Stop al roaming in Europa: manca poco, ma non per tutti i gestori

Quando viaggeremo in Unione Europea, potremo chiamare, mandare sms o navigare in internet al medesimo prezzo che paghiamo in Italia, ma c’è stato un 'colpo a scena' della Wind.

Stop al roaming in Europa: manca poco, ma non per tutti i gestori (© AdobeStock | Niko Endres)

FVG - ‘Roam like at home’, ovvero, ‘usa il roaming come se fossi a casa tua’. È questo lo slogan con cui l'Ue ha battezzato lo stop ai costi aggiuntivi sul cellulare quando si esce dal proprio Paese. La data fissata sul calendario è il 15 giugno: quando viaggeremo in Unione Europea, potremo chiamare, mandare sms o navigare in internet al medesimo prezzo che paghiamo in Italia. In questi giorni però, c’è stato un 'colpo a scena' della Wind-Tre: il colosso della telefonia mobile ha infatti annunciato che i costi di roaming in Europa saranno azzerati con due mesi di anticipo.
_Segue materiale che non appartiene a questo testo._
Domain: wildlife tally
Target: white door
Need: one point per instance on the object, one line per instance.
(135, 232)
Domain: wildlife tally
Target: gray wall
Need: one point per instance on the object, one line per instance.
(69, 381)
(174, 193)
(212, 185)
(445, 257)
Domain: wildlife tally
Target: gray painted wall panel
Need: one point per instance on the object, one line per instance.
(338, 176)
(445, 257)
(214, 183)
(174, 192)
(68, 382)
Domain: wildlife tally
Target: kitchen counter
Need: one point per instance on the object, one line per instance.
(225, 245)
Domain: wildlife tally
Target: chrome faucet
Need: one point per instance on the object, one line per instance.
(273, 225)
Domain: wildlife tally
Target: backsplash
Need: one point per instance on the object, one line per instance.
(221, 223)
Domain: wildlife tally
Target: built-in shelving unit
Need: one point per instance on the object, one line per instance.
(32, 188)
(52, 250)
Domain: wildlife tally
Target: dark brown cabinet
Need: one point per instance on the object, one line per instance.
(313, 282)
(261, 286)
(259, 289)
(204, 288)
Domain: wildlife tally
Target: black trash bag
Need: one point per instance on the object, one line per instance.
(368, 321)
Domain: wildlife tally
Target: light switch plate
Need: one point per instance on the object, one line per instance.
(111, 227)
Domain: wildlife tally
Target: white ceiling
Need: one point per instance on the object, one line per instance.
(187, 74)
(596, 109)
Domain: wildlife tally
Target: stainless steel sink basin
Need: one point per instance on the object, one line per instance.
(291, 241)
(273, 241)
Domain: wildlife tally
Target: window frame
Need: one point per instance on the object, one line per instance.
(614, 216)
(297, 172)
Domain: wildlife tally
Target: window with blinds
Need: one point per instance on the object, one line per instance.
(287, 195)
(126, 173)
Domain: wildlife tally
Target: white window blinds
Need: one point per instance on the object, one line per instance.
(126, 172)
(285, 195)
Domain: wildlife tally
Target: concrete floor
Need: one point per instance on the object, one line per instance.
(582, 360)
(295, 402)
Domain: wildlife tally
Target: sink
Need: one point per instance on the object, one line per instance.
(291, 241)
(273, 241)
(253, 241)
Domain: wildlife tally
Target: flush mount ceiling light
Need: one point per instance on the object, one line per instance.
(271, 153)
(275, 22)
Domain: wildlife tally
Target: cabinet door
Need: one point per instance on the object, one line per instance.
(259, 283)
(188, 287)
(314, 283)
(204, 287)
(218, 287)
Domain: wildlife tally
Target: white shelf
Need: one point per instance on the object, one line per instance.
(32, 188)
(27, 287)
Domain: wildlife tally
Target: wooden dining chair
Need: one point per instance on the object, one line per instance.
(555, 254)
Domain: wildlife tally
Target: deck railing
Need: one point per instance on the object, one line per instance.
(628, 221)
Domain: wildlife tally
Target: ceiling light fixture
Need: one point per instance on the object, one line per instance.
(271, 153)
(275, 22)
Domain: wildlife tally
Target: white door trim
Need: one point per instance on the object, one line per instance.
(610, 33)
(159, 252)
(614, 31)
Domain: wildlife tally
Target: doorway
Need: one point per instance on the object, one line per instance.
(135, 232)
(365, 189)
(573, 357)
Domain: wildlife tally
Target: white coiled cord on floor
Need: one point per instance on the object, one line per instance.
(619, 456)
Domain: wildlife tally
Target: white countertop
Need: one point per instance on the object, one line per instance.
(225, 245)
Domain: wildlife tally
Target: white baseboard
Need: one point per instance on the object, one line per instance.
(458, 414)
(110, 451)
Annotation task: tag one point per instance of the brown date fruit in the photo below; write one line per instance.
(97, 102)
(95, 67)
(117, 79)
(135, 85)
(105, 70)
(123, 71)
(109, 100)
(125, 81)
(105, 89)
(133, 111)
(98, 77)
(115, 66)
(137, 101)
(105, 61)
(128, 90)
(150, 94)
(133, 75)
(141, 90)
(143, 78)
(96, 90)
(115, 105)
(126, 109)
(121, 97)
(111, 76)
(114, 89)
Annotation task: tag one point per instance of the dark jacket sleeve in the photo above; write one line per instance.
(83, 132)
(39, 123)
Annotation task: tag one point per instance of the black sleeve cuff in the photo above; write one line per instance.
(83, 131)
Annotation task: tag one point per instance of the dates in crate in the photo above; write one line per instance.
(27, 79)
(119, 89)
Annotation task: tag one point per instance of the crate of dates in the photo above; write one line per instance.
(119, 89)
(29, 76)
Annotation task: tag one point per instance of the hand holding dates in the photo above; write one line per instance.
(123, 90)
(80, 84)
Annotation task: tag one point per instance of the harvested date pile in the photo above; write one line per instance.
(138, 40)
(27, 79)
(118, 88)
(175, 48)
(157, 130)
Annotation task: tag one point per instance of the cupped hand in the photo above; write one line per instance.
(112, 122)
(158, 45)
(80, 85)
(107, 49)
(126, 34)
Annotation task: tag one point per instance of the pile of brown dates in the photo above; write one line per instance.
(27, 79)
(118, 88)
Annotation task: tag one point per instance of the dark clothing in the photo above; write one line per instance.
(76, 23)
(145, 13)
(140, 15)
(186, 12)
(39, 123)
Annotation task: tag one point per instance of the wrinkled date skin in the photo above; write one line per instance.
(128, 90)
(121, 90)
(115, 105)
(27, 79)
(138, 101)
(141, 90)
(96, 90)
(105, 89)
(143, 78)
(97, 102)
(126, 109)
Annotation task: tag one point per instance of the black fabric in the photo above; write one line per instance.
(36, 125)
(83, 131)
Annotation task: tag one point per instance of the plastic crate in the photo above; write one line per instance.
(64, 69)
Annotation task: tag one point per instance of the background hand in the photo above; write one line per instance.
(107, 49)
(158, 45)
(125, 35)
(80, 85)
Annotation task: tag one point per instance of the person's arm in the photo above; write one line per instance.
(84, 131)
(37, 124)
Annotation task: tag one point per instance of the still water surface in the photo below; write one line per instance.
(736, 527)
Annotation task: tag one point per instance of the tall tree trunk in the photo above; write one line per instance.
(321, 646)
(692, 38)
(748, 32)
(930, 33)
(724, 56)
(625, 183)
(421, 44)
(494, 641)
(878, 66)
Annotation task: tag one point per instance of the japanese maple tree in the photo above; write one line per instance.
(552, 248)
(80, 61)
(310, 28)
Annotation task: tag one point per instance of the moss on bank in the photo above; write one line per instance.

Dal 24 aprile, dunque, l’azienda applicherà a tutti i suoi clienti che si trovano a viaggiare in Europa le tariffe nazionali.

La nota ufficiale
Come si legge in una nota ufficiale dell’azienda di telecomunicazioni: «Questo rappresenta un importante vantaggio in termini di convenienza e di semplicità. - commenta Michiel J. Van Eldik, Chief Consumer & Digital Officer di Wind Tre - I clienti Wind – spiega - avranno la possibilità di controllare le e-mail, usare le mappe, caricare foto sui social media, telefonare e scrivere messaggi senza alcun costo aggiuntivo e di attivazione in ogni altro paese comunitario. Wind conferma - aggiunge il manager - il posizionamento smart value for money del suo Brand e i valori che da sempre lo contraddistinguono, ovvero chiarezza, trasparenza e semplicità». Al via i sovrapprezzi cui siamo abituati. Ma, è necessario fare particolare attenzione a non superare i limiti contrattuali.